Incubare le piastre a 37 gradi Celsius per 30 minuti. Raccogliere le cellule endoteliali e rimostrarle in mezzo di crescita endoteliale 2 pipettando ripetutamente. Aggiungere 50 microlitri di questa sospensione cellulare alla matrice solidificata in ogni pozzo e quindi incubare le cellule a 37 gradi Celsius.
Dopo tre o cinque ore di incubazione, utilizzare un microscopio ad alta risoluzione per valutare la formazione di tubi endoteliali. Acquisire immagini di almeno dieci aree per ogni gruppo. Ispezionare la lunghezza complessiva del tubo, il numero del tubo e i punti di diramazione.
CISH e WISH sono stati eseguiti per determinare l'espressione dell'endoglina in embrioni post-fecondazione 24 ore su 24. Un marcatore endoteliale emogenico e un marcatore progenitore endoteliale sono stati usati per esaminare l'effetto del silenziamento dell'endoglina. Le frecce rosse indicano regioni in cui l'espressione di questi marcatori, aplnrna e npr1a, è diminuita significativamente.

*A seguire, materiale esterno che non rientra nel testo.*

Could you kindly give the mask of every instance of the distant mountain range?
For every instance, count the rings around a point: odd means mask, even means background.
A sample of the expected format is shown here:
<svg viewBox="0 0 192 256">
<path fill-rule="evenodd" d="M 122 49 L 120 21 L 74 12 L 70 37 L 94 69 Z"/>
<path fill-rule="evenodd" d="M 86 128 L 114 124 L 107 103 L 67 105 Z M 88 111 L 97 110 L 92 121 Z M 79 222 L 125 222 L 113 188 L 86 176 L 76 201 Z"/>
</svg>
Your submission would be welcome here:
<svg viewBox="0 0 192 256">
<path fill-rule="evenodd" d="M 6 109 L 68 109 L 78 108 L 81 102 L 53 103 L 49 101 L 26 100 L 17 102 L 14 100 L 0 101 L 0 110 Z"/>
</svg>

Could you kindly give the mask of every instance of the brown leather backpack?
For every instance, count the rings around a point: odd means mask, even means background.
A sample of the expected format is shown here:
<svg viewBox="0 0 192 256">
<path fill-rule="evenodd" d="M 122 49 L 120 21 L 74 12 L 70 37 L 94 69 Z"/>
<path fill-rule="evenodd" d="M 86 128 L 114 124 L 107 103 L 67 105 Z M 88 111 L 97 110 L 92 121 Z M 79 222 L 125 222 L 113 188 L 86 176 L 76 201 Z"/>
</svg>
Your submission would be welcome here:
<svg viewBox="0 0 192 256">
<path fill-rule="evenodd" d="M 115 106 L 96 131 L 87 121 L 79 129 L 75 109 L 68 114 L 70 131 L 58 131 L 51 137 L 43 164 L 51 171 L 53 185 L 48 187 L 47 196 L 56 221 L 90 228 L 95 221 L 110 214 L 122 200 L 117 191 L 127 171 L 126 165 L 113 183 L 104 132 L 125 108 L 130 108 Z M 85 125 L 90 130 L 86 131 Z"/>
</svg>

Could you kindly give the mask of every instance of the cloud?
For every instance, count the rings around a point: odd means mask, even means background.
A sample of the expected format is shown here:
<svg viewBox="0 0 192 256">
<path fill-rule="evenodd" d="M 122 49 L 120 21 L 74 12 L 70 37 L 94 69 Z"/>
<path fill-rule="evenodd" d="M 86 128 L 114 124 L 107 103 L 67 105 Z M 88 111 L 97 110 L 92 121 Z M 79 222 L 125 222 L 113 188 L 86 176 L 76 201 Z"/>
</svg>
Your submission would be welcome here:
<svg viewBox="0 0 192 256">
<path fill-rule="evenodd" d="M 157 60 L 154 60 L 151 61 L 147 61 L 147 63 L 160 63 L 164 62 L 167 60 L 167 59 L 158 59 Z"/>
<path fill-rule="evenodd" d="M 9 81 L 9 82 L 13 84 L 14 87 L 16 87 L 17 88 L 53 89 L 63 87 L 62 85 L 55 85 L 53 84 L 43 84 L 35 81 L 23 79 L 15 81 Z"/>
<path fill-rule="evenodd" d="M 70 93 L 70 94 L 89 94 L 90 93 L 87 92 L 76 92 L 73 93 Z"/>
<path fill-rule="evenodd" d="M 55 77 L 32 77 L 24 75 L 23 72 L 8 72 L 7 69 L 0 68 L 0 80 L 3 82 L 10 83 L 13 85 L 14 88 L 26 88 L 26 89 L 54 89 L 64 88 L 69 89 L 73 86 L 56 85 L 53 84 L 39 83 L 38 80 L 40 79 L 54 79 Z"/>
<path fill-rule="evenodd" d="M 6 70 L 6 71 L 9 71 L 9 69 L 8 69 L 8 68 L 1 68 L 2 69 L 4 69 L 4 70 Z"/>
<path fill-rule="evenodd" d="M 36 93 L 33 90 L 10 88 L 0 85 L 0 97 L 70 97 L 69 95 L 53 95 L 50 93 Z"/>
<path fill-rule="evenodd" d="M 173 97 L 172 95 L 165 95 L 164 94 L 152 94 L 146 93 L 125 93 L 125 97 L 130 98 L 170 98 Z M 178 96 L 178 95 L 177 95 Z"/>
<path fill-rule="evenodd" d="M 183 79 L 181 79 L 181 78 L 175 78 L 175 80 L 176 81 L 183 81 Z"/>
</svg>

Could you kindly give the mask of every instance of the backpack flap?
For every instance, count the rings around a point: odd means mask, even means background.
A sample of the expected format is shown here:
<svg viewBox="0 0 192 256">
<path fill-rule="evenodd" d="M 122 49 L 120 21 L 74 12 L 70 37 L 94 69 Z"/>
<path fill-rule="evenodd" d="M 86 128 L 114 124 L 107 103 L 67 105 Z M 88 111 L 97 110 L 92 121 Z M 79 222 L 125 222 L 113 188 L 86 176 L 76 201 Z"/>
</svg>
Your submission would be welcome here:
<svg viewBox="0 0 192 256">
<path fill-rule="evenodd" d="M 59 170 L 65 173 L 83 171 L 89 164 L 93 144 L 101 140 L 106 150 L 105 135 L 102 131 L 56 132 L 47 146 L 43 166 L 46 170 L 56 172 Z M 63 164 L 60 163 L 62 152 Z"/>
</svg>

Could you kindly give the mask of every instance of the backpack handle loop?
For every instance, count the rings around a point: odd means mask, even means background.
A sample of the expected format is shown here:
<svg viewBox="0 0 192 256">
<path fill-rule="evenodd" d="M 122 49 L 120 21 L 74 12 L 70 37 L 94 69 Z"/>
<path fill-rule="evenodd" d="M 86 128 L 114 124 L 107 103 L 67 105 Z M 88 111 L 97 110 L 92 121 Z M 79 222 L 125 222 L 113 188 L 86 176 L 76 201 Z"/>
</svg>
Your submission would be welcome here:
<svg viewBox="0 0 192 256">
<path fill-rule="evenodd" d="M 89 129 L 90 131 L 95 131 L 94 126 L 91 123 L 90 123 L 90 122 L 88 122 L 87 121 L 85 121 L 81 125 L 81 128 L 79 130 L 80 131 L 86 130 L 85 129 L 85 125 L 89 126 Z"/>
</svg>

Il test di formazione del tubo endoteliale è stato eseguito sul mutante endoglino e controlla le cellule endoteliali derivate dall'iPSC. La formazione del tubo è stata valutata e fotografata dopo tre ore. La lunghezza del tubo, il numero del tubo e la ramificazione sono stati quantificati utilizzando il software ImageJ.
Le cellule endoteliali mutanti formavano meno rami del controllo delle cellule endoteliali. E i rami nelle cellule endoteliali mutanti aumentarono significativamente dopo la stimolazione con fattore di crescita endoteliale vascolare. Questo metodo può essere utilizzato anche per la generazione di iPS dal sangue periferico.
E con il metodo chiarisce il ruolo del endocrino nella formazione vascolare in vitro e in vivo. Sapendo che correggere la mutazione può fare la differenza nell'angiogenesi, è possibile trapiantare le cellule di nuovo nei pazienti per una potenziale terapia con cellule staminali.